The signwriter’s name was Carlo, and he worked around his disability quite well. He would insist that his clients write down exactly what they wanted to have on their sign, but the cafe owner kept changing his mind.
He would shout at the sign writer whenever he wanted changes, and laugh loudly whenever the signwriter would say “what?”
Eventually, Carlo got fed up and painted a new sign and installed it during the night.
The owner took the sign down, but the name stuck.
Eventually, a new owner went with the joke and put the sign back up, and ‘Cafe What?’ it has been ever since; complete with a question mark.
It was a good story, and Sam hoped it was true.
After leaving Tony’s establishment, Sam drove the short distance down Bell Street and turned left into Erin Street.
Sam and Erin Street had a lot of history.

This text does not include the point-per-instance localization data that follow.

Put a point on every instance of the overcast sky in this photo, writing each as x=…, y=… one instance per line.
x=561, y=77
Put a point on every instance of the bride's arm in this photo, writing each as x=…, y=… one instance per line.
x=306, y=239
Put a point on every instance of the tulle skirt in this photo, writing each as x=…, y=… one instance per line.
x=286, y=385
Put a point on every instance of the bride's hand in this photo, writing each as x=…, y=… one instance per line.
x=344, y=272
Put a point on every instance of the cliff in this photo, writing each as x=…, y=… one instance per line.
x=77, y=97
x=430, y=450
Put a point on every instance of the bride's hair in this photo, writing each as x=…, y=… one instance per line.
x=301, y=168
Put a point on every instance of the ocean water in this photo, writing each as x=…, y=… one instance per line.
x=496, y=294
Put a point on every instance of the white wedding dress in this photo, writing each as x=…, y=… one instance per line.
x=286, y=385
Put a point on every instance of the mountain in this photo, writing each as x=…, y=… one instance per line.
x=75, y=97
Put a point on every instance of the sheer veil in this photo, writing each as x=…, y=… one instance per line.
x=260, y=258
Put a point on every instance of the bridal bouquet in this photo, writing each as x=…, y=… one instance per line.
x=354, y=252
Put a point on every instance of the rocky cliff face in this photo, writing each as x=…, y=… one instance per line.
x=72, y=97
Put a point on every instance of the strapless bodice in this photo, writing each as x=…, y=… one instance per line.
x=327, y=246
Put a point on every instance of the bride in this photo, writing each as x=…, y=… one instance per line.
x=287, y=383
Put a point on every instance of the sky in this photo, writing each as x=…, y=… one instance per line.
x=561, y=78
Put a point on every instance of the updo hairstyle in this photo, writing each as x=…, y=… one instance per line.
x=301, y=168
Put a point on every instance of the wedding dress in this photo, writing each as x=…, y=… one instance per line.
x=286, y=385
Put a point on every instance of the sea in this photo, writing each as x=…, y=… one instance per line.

Tony Bone revealed that the coat with the slit in the lining was a calling card of sorts, and it ultimately led Sam to the real killer, but that is another story and quite a long one. I know you need to get home to your family, so I’ll tell you that story some other time,” said Barry and there was a strange ‘far away’ look in his eyes.
“I do enjoy your stories, Barry,” I said, but he didn’t answer, he just smiled.
On the drive home I thought about Barry’s story and how hard Sam had worked to clear his friend, and I realised that I didn’t have a friend like that, not with those skills. I wondered if anyone would stick their neck out for me if I were in trouble? My husband of course and Barry perhaps, but only if he saw a profit in saving me.
Essentially, I’m on my own in much the same way that Daisy was when she was in the field — behind enemy lines. Both of us have people who would miss us when we are gone, but our future was and is always in our hands.
Strangely, this thought did not frighten me.
I like being the source of my survival.